CHP İzmir Milletvekili Birgül Ayman Güler, partisinin Gülen cemaatine kalkan olmak uzak durması gerektiğini vurguladı. Güler yaptığı yazılı açıklamada, “Sözlerim ‘yeni’ olmadığı gibi, AKP kaynaklarının ileri sürdüğü üzere bir ‘itiraf’ da değildir. CHP’nin bu yapıyla hiçbir işbirliği ve ittifaka giremeyeceği görüşümü, daha önce Parti Meclisi’nde ve çeşitli yazı ile konuşmalarımda dile getirmiştim” dedi.
Cemaate yakınlığı ile bilinen medya organlarına yönelik 14 Aralık operasyonunun ardından CHP’li Birgül Ayman Güler yazılı bir açıklama yaptı.
Güler açıklamasında şu ifadeleri kullandı:
14 Aralık 2014 günü Kastamonu’da Cumhuriyetçi Güç Birliği’nin düzenlediği ve üç saat süren konferansta yaptığım konuşma, konferansı izleyen basın mensupları tarafından, kendilerinin seçtikleri bir tema üzerinden haberleştirilmiştir. Söz konusu haber, konferansımın sunuş konuşmasından değil, soru-yanıt bölümünden sözlerle ilgilidir. Konuşmanın kapsamı farklı olmakla birlikte, haberde çarpıtma yoktur.
Sözlerim “yeni” olmadığı gibi, AKP kaynaklarının ileri sürdüğü üzere bir “itiraf” da değildir. Türk siyasi yaşamında Cemaat Sorunu, yaklaşık on yıldan bu yana önemli bir başlıktır. Hem bu gerçeği hem de CHP’nin bu yapıyla hiçbir işbirliği ve ittifaka giremeyeceği görüşümü, daha önce Parti Meclisi’nde ve çeşitli yazı ile konuşmalarımda dile getirmiştim.

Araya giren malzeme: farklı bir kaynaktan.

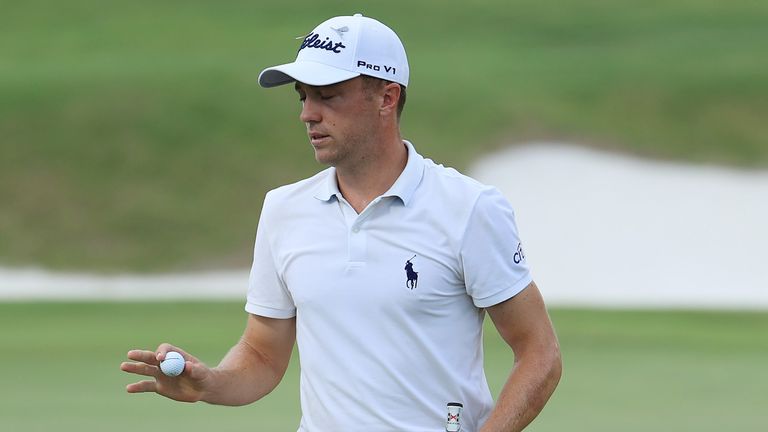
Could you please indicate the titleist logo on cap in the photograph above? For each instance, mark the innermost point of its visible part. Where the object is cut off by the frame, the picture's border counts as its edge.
(313, 41)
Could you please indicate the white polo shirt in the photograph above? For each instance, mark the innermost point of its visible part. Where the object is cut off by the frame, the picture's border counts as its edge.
(382, 347)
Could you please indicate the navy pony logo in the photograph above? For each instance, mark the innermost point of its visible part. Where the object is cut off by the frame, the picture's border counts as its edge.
(413, 277)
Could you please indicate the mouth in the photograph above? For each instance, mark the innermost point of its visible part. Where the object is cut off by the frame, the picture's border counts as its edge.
(317, 138)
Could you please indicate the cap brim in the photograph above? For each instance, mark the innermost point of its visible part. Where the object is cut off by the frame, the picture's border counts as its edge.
(312, 73)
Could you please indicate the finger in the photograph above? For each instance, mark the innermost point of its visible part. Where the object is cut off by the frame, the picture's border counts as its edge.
(144, 356)
(139, 368)
(142, 387)
(164, 348)
(195, 371)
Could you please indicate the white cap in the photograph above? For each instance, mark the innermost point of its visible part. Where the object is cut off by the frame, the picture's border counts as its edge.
(342, 48)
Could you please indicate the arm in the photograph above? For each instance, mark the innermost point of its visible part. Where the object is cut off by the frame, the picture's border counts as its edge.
(249, 371)
(523, 323)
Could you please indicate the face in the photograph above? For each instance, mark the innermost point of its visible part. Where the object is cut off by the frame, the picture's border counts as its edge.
(341, 121)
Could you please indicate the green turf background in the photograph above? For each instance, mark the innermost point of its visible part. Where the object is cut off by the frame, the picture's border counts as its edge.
(133, 135)
(623, 370)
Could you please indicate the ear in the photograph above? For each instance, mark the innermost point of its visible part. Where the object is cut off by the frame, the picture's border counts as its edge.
(391, 96)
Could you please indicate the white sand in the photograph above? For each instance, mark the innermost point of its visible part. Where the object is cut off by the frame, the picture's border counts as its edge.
(608, 230)
(598, 230)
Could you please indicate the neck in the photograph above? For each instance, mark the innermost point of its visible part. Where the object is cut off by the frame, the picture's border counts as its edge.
(374, 174)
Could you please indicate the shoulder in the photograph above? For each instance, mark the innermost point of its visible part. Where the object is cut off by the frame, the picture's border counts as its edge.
(296, 195)
(306, 188)
(452, 185)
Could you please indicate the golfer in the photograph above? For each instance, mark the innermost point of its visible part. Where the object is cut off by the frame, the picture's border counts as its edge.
(381, 268)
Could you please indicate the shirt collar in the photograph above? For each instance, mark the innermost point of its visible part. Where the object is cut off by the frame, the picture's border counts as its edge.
(403, 188)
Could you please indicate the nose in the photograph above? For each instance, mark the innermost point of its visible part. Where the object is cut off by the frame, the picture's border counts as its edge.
(309, 111)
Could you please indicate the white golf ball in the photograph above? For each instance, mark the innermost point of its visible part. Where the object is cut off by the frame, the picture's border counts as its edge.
(173, 365)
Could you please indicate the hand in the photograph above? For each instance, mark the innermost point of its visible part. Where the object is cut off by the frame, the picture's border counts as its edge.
(188, 387)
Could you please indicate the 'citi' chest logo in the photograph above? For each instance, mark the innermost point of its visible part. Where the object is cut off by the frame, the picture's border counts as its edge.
(411, 275)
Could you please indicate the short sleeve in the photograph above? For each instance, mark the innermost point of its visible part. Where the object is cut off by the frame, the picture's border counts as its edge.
(491, 251)
(267, 294)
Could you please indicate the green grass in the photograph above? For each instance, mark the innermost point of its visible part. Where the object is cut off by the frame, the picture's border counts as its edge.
(623, 370)
(133, 135)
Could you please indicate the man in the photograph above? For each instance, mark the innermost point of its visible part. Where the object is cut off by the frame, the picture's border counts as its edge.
(381, 349)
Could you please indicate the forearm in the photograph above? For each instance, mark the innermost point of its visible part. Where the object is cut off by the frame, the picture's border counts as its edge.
(525, 393)
(243, 376)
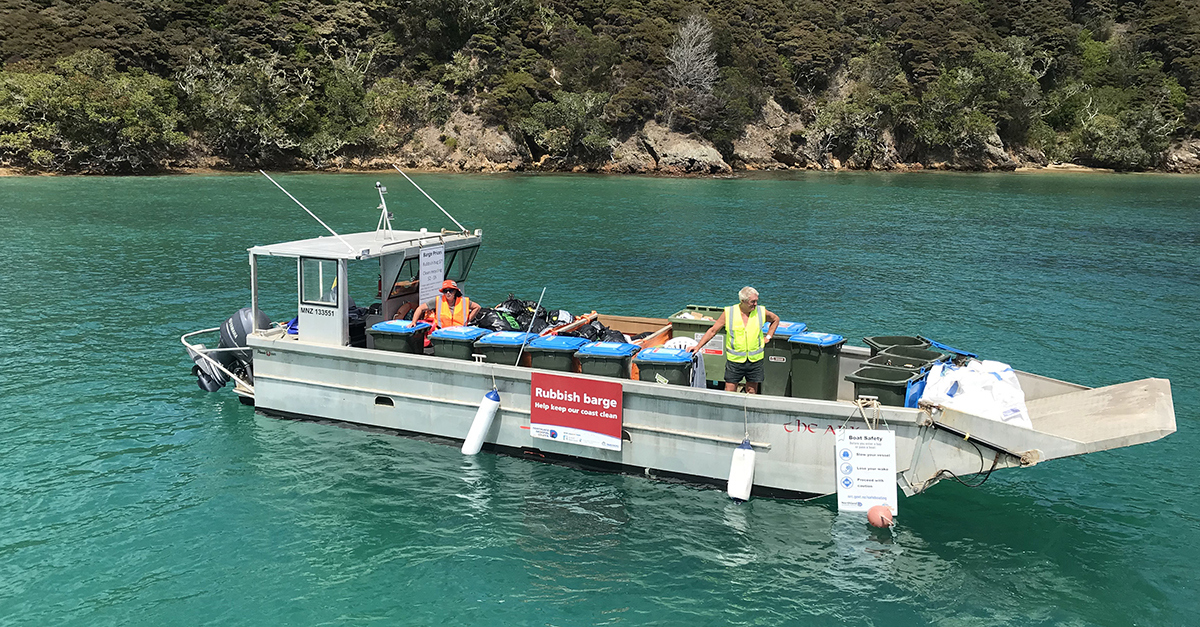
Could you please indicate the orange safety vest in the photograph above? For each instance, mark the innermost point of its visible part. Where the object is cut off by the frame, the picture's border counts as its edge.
(450, 316)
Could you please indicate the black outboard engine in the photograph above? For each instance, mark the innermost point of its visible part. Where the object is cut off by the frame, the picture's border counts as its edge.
(233, 335)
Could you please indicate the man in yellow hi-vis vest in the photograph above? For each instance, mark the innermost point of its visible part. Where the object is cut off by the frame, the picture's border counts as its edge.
(744, 340)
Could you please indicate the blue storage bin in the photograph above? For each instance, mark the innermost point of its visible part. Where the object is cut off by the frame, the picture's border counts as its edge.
(507, 339)
(555, 353)
(665, 365)
(660, 354)
(505, 347)
(607, 350)
(400, 335)
(607, 359)
(819, 339)
(401, 326)
(459, 333)
(456, 342)
(786, 329)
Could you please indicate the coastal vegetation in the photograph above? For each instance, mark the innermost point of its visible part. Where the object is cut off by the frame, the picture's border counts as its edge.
(121, 85)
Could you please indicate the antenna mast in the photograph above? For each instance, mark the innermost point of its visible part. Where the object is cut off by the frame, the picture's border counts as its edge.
(384, 214)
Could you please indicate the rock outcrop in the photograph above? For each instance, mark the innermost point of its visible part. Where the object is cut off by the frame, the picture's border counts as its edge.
(774, 142)
(682, 154)
(1183, 156)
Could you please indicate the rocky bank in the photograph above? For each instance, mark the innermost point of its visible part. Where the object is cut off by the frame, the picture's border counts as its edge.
(775, 141)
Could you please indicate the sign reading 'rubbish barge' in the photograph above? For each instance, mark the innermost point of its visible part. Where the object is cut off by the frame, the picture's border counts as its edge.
(577, 411)
(867, 470)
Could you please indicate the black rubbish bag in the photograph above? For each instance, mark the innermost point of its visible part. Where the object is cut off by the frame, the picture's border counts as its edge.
(588, 332)
(612, 335)
(513, 305)
(559, 316)
(496, 321)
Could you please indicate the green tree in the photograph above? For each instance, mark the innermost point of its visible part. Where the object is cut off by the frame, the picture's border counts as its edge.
(87, 117)
(570, 126)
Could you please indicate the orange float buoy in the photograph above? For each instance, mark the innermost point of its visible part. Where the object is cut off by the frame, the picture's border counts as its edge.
(880, 517)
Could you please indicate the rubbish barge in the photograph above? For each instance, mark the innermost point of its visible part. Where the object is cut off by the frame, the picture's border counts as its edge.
(331, 369)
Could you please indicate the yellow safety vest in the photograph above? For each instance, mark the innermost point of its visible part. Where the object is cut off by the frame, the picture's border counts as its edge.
(450, 316)
(743, 339)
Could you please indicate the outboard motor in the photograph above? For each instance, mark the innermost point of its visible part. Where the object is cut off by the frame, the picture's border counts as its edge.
(233, 335)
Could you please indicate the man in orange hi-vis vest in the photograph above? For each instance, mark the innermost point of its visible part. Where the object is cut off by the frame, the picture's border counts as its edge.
(451, 309)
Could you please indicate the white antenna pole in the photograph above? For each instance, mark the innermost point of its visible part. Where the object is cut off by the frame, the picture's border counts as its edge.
(384, 215)
(310, 213)
(430, 197)
(531, 323)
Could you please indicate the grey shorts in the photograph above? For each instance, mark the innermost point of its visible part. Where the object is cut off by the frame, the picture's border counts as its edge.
(750, 370)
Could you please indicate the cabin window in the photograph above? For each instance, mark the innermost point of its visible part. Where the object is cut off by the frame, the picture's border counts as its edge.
(407, 279)
(318, 281)
(459, 263)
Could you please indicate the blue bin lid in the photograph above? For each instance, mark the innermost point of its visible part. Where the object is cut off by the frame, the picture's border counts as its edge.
(786, 329)
(819, 339)
(460, 333)
(609, 350)
(402, 327)
(661, 354)
(507, 339)
(557, 342)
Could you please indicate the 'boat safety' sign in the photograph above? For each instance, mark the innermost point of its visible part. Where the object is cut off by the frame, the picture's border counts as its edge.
(577, 411)
(867, 469)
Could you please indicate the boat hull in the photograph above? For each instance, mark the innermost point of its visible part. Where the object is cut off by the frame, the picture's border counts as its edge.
(667, 430)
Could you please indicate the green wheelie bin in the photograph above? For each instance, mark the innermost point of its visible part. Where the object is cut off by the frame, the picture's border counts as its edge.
(816, 358)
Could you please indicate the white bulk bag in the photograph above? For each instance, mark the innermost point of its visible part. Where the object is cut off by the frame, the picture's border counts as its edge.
(988, 389)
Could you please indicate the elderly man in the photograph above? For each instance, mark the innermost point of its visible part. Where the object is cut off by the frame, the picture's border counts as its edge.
(744, 341)
(451, 309)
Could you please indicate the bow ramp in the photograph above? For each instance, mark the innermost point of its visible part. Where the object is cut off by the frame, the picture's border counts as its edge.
(1081, 421)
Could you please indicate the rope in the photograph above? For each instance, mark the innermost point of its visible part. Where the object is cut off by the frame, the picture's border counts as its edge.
(430, 197)
(863, 404)
(310, 213)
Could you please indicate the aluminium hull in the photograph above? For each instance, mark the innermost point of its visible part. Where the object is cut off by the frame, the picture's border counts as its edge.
(666, 429)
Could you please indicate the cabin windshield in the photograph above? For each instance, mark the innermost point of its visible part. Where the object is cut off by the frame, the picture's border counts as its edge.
(407, 279)
(457, 263)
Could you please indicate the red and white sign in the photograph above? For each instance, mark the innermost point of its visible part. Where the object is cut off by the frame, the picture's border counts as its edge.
(579, 411)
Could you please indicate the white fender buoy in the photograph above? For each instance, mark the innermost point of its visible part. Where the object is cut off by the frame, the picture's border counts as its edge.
(481, 423)
(742, 472)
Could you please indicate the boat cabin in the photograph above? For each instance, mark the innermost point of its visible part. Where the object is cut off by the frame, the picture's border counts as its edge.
(412, 264)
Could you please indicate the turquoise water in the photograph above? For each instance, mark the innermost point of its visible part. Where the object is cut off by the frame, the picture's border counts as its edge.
(130, 496)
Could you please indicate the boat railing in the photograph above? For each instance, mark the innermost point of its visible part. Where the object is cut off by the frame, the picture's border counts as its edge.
(201, 350)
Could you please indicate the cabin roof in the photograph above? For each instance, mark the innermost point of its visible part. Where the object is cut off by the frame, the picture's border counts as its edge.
(366, 245)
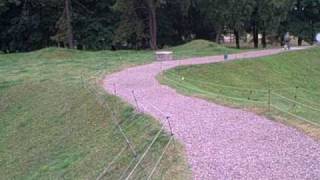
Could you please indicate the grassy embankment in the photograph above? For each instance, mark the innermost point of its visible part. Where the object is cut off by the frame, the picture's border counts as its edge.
(53, 127)
(292, 78)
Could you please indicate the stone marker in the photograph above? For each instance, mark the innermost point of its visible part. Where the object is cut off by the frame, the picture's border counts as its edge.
(164, 56)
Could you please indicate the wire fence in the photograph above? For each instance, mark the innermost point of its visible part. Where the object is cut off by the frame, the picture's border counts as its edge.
(134, 169)
(297, 107)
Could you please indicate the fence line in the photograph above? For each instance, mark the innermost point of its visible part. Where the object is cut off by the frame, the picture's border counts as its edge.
(160, 158)
(145, 153)
(293, 101)
(105, 171)
(296, 116)
(215, 94)
(189, 86)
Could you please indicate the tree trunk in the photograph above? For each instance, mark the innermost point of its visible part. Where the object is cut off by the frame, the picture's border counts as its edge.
(300, 41)
(68, 23)
(237, 36)
(153, 26)
(264, 39)
(255, 36)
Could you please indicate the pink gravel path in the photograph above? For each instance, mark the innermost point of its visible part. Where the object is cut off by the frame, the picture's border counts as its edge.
(221, 142)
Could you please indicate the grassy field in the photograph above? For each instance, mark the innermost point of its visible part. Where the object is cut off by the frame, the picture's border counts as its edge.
(288, 82)
(200, 48)
(54, 123)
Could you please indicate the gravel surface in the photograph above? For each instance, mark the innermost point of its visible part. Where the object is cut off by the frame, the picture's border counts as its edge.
(221, 142)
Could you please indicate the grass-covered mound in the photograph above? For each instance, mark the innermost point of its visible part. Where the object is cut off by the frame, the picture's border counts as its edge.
(199, 48)
(292, 78)
(54, 125)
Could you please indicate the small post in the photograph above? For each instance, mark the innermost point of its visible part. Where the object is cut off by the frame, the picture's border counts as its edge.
(251, 92)
(269, 99)
(295, 98)
(114, 89)
(135, 99)
(226, 56)
(168, 119)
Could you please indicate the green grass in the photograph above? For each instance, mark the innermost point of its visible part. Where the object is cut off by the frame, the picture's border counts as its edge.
(54, 125)
(198, 48)
(245, 84)
(53, 128)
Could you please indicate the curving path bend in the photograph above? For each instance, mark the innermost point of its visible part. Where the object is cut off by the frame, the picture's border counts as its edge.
(221, 142)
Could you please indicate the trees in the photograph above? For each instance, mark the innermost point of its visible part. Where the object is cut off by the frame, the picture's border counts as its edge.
(304, 19)
(27, 24)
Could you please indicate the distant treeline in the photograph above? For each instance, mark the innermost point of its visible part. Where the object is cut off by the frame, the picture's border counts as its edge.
(139, 24)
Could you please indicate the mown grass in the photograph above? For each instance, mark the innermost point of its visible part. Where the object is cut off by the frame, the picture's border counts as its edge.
(292, 78)
(54, 123)
(198, 48)
(51, 127)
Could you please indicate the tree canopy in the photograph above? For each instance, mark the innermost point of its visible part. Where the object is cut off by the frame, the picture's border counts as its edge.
(96, 24)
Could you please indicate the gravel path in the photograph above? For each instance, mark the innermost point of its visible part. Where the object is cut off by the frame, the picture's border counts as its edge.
(221, 142)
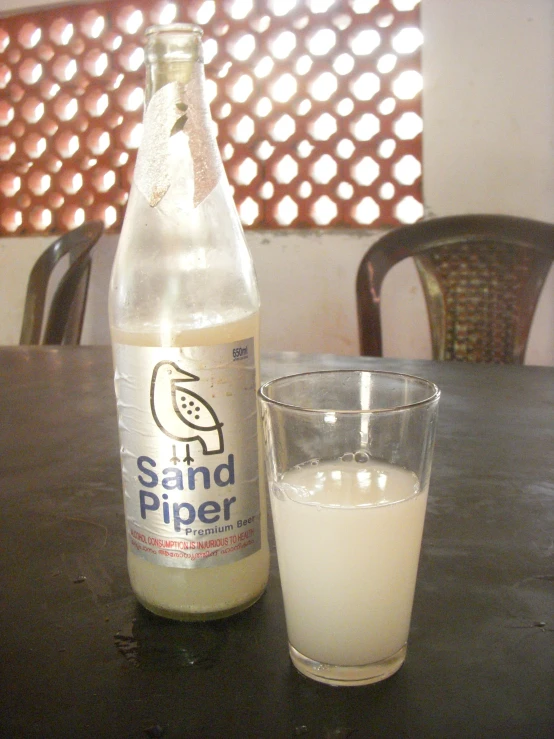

30 Mart 2014 yerel seçim sürecinde bazı il başkanlarının basına yaptıkları Cemaat’i övücü açıklamalar, bu kesimden gösterilen yerel yönetim adayları, Cemaat mensubu savcıları “yıllarca devlete hizmet etmiş değerli memurlar” olarak aklayan açıklamalar kamuoyunun bilgisi dahilindedir. Günümüzde Cemaat’e dönük operasyonları “hukuk ve basın özgürlüğü ihlali” olarak görmek de, seçim sürecinde bu kesime yönelik “sıcak bakış”ın halen geçerli olduğunu göstermektedir.
Cemaat yapısı, AKP iktidarının muhalifi değil, suç ortağıdır. Şimdi kavga eden eski ortakların iki tarafı da, işlenen suçlardan aynı derecede ve birlikte sorumludur. Bunlardan birinin ya da diğerinin tarafımızdan aklanması ve korunup kollanması düşünülemez.
Son on yıldan bu yana, her türlü hukuk ve basın ilkeleri ihlallerinin teknik – operasyonel sorumlusu olan bu çevre, gizli dinleme – izleme – kaset/tape servis etme – sahte delil yaratma – sahte bilirkişilik kurma – savunma hakkını ortadan kaldırma, vb. işleri nedeniyle hukuk önünde hesap vermelidir. Bunu sağlamak, siyasal iktidarın sorumluluğu ve görevidir.
CHP olarak bize düşen ise, on yıllık hak ve can kayıplarına neden olanların, suçlarının hesabını kesintiye uğramadan ve hukuka uygun biçimde vermelerini sağlamak, aynı zamanda bu suçların siyasal sorumlusu olan AKP iktidarından siyasal ve hukuksal olarak hesap sormaktır.
Sözlerimin, iktidara giden yolun taktik değil ilkesel politikadan geçtiğini ve CHP’nin Cemaat yapılanmasına kalkan olmaktan uzak durması gerektiğini bir kez daha ilandan ibaret olduğunu kamuoyuna saygılarımla duyururum.